Hire 3 workers and pay $100 per day
Hire 3 workers and pay $120 per day
Hire 2 workers and pay $90 per day
Hire 4 workers and pay $140 per day
Hire 4 workers and pay $110 per day
Explanation
This question requires analyzing a monopsonistic labor market for seasonal logging workers. A monopsony exists when there's a single buyer of labor facing an upward-sloping labor supply, meaning the firm must raise wages to attract more workers. The crucial distinction is that MFC (marginal factor cost) exceeds the wage because hiring an additional worker requires paying the higher wage to all workers. The profit-maximizing monopsonist hires where MRP = MFC, but this exact equality doesn't occur in the table—at 3 workers, MRP ($130) $ > $ MFC ($120), while at 4 workers, MRP ($110) $ < $ MFC ($140). Many students mistakenly think the firm hires at the exact intersection, but when there's no exact match, the firm hires up to where $ MRP \geq MFC $. The strategy is to find the last unit where MRP ≥ MFC, then read the wage from the supply curve—yielding 3 workers at $100 per day.

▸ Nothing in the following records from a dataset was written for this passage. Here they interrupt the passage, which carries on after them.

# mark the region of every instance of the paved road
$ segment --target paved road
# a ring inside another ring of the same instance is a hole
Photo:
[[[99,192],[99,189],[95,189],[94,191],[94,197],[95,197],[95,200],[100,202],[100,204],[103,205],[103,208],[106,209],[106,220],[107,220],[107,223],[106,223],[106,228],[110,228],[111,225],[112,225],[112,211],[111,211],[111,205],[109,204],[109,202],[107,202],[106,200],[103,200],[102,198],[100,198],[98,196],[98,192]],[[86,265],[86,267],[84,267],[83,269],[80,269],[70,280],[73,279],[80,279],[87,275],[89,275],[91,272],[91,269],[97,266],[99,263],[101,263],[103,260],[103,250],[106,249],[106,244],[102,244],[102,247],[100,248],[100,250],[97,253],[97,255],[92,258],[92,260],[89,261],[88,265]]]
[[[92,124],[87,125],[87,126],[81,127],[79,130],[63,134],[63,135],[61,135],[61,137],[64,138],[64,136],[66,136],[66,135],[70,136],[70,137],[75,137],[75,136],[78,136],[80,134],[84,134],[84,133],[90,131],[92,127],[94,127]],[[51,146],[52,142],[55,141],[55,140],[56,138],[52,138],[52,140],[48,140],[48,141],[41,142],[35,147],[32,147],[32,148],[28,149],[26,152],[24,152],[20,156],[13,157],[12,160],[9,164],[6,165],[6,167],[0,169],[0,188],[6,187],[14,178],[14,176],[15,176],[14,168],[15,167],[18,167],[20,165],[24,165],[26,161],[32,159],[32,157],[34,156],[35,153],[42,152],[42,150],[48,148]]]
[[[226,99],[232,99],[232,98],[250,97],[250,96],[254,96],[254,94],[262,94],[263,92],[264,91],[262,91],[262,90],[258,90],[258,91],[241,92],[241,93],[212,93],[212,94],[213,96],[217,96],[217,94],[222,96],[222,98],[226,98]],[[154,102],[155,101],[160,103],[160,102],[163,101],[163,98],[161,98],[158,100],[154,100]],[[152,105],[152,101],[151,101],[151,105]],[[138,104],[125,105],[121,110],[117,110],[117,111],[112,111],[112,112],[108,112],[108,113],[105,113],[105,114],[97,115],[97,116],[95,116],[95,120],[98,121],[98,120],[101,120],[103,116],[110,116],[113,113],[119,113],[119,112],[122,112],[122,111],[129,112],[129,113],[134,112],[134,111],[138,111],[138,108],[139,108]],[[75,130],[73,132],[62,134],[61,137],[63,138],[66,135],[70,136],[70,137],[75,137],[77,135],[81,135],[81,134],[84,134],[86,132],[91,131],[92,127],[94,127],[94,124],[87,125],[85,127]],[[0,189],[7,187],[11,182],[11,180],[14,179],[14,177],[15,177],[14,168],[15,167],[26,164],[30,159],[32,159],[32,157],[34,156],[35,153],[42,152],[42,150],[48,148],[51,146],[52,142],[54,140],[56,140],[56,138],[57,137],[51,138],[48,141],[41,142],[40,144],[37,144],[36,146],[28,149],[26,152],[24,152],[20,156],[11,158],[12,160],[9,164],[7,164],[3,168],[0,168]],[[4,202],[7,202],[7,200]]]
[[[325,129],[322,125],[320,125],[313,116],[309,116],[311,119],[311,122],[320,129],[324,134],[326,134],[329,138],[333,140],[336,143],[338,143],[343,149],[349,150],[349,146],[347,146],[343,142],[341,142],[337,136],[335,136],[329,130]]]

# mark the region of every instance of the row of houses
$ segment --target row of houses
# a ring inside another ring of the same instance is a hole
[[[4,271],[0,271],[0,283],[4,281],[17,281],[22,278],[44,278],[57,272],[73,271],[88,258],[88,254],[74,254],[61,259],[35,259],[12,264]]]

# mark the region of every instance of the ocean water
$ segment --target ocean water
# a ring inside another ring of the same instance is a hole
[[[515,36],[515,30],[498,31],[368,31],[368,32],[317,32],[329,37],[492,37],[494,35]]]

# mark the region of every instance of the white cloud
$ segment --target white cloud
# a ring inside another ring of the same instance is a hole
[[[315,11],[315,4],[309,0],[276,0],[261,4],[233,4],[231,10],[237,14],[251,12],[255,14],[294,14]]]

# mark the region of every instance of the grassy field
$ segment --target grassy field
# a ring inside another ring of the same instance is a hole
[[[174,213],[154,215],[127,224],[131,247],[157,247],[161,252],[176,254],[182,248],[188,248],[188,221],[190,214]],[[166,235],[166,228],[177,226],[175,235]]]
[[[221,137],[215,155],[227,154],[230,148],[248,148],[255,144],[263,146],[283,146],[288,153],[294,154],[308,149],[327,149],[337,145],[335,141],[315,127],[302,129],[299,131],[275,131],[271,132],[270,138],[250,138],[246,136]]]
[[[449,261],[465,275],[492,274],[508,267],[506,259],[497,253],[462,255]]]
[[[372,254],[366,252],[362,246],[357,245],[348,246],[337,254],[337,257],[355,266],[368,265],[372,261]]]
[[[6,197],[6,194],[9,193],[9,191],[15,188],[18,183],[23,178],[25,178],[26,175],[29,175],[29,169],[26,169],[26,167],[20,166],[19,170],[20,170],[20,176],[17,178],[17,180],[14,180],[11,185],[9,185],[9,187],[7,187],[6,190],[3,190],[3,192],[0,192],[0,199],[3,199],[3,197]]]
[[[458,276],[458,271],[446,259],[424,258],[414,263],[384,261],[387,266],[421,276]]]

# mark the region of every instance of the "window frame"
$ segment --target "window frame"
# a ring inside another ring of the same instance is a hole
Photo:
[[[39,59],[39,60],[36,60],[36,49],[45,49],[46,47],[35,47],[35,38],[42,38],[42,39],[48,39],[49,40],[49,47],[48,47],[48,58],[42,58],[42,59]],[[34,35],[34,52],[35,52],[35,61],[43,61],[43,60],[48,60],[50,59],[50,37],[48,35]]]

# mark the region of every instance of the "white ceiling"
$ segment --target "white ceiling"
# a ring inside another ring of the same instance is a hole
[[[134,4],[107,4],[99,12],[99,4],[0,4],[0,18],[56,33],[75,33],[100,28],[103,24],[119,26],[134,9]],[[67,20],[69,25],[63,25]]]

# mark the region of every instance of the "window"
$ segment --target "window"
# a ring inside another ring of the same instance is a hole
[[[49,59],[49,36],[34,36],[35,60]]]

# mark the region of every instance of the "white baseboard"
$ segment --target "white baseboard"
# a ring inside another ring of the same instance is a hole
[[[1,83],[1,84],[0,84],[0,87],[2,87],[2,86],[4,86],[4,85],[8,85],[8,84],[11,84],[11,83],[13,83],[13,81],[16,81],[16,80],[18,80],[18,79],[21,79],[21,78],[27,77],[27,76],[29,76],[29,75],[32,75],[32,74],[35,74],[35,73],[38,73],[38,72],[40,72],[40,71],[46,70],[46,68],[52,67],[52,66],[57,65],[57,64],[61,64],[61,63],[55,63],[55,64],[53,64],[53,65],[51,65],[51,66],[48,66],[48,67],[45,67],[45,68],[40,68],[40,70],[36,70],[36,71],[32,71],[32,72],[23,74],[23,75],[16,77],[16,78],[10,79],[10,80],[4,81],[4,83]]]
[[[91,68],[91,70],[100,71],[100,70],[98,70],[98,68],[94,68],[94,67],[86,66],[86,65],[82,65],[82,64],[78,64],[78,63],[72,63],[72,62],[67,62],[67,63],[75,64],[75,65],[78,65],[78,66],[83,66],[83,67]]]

Based on the monopsonistic labor market shown in the table below (a single amusement park is the only employer of ride mechanics nearby), how many workers does the monopsonist hire and at what wage? Assume the park hires where $MRP = MFC$ and pays the wage on the labor supply curve at that employment level.
Table: Labor Supply to the Firm and Marginal Factor Cost
| Mechanics hired (L) | Wage ($/day) | MFC ($/day) |
|---|---|---|
| 1 | 80 | 80 |
| 2 | 85 | 90 |
| 3 | 90 | 100 |
| 4 | 95 | 110 |
| 5 | 100 | 120 |
| 6 | 105 | 130 |
The park’s marginal revenue product (MRP) schedule is: $MRP(1)=140$, $MRP(2)=130$, $MRP(3)=120$, $MRP(4)=110$, $MRP(5)=100$, $MRP(6)=90$.

Hire 3 mechanics and pay $90 per day.
Hire 5 mechanics and pay $120 per day.
Hire 4 mechanics and pay $95 per day.
Hire 5 mechanics and pay $100 per day.
Hire 4 mechanics and pay $110 per day.
Explanation
This question tests your understanding of monopsonistic labor markets. A monopsony is a market structure where a single buyer, here the amusement park, dominates the demand for labor and faces an upward-sloping labor supply curve, requiring higher wages to attract additional mechanics. The marginal factor cost (MFC) is greater than the wage because hiring one more mechanic means raising the wage for all mechanics employed. The monopsonist hires where the marginal revenue product (MRP) equals MFC, resulting in 4 mechanics at a wage of $95 per day read from the supply curve. A common misconception is treating the monopsonist as a wage taker in a competitive market, setting MRP equal to wage, which would incorrectly suggest hiring more. A transferable strategy is to find the quantity where MRP equals MFC, such as at 4 mechanics where both are $110. Then, read the wage directly from the supply curve at that employment level.